Sodium (Na+) Regulation:
- kidneys are the primary regulators of body sodium and water;
- sodium is freely filtered by glomerulus, 70-80% actively reabsorbed by PCT;
- in times of deficit all sodium is reabsorbed by kidney.
POTASSIUM:
Potassium is the major positive ion (cation) found inside of cells. Among the many functions of potassium in the body are regulation of the heartbeat and the function of the muscles.
Potassium levels often change with sodium levels. When sodium levels go up, potassium levels go down, and when sodium levels go down, potassium levels go up. Potassium levels are also affected by a hormone called aldosterone, which is made by the adrenal glands.
Potassium levels can be affected by how the kidneys are working, the blood pH, the amount of potassium you eat, the hormone levels in your body, severe vomiting, and taking certain medicines, such as diuretics and potassium supplements. Certain cancer treatments that destroy cancer cells can also make potassium levels high.
Potassium (K+):
- major intracellular cation;
- neuromuscular excitability, heart contractions, maintain ICF volume, maintain H+ concentrations;
- 23x higher in RBC compared to plasma; higher in tissue cells.
Potassium (K+) Regulation:
- Na+-K+-ATP-ase pump continually transports K+ into cells against concentration gradient;
- high intracellular "stores" aid to maintain near-normal extracellular K+ levels in times of deficit;
- kidney response to conserve K+ is not as immediate and thorough as its response to conserve Na+;
- aldosterone: when sodium is retained, K+ (or H+) is excreted into urine.
CHLORIDE:
Chloride is the major anion (negatively charged ion) found in the fluid outside of cells and in the blood. Chloride plays a role in helping the body maintain a normal balance of fluids.
Chloride (Cl-):
- major anion in ECF;
- most often Cl- ions shift with Na+ (passive association) and HCO3- to maintain electrical neutrality, osmolality and blood volume.

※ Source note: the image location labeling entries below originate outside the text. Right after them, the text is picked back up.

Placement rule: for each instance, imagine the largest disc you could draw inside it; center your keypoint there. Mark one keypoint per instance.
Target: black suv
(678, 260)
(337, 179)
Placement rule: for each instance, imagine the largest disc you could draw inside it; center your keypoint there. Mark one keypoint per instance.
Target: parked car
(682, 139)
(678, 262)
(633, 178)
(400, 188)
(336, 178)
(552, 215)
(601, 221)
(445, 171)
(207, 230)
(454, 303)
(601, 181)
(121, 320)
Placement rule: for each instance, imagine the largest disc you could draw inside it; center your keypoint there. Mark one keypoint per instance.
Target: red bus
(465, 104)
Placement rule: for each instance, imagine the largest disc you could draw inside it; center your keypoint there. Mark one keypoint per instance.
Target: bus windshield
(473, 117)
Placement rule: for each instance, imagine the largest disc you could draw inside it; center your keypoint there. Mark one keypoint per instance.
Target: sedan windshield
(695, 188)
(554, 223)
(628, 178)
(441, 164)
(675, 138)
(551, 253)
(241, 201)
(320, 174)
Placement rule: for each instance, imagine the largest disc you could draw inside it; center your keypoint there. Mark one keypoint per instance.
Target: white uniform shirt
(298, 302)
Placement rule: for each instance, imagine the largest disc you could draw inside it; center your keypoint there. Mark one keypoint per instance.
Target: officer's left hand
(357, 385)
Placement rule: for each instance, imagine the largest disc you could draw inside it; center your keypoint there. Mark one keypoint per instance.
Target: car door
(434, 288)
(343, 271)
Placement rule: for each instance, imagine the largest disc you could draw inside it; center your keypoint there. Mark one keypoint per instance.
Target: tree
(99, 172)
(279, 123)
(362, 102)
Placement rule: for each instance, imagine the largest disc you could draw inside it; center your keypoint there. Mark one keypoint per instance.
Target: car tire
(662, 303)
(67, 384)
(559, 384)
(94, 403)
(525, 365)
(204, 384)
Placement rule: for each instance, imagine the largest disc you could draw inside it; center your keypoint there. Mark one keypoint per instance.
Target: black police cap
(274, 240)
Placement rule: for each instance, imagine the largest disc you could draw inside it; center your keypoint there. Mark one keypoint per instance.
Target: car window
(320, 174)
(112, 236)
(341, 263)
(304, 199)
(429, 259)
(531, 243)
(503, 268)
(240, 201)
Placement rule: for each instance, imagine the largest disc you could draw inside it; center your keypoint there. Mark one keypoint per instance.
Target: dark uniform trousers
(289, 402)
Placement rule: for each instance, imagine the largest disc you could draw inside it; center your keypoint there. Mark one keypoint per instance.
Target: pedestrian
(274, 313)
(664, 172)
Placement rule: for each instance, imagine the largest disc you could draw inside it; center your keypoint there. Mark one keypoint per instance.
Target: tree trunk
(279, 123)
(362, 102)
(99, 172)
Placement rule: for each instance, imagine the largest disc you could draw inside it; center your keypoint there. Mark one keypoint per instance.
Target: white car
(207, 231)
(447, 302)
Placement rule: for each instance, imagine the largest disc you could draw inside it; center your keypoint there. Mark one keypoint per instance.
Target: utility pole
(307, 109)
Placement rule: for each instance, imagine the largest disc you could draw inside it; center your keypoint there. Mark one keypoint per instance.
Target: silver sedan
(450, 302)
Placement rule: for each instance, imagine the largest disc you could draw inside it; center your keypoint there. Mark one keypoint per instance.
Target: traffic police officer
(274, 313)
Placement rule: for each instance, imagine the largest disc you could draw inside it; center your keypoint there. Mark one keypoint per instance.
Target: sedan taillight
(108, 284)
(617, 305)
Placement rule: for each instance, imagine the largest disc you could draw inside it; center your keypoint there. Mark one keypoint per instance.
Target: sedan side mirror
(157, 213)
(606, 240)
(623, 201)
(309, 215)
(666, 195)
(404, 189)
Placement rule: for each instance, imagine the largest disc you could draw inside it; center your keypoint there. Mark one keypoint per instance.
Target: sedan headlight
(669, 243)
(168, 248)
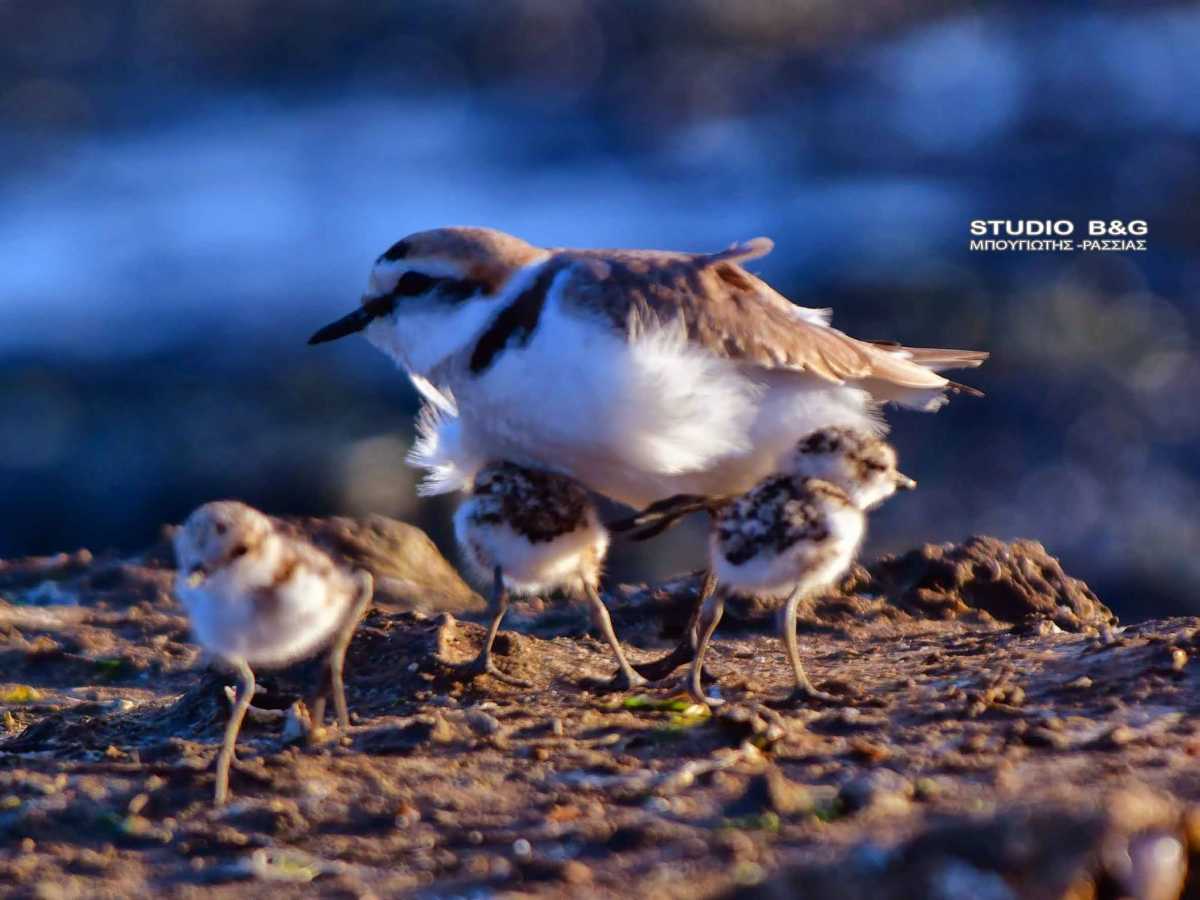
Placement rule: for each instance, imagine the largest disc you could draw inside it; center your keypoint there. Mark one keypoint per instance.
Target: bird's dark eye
(413, 283)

Chloride (Cl-) Regulation:
- filtered by glomerulus, passively reabsorbed by the proximal tubules and actively reabsorbed by the ascending Loop of Henle;
- chloride shift: maintains anion-cation balance during buffering process in response to cellular metabolism.
BICARBONATE:
The bicarbonate ion acts as a buffer to maintain the normal levels of acidity (pH) in blood and other fluids in the body. Bicarbonate levels are measured to monitor the acidity of the blood and body fluids.
Bicarbonate (HCO3-):
- 2nd most abundant anion in ECF;
- maintenance of acid-base balance as the major buffer ion in the carbonic acid/bicarbonate buffer system; major component (>95%) of total CO2 (tCO2).
Bicarbonate (HCO3-) Regulation:
- filtered by the glomerulus and reabsorbed in the proximal and distal tubules;
- kidney has the capacity to reabsorb all or none of the filtered HCO3- as needed to maintain acid/base balance in body.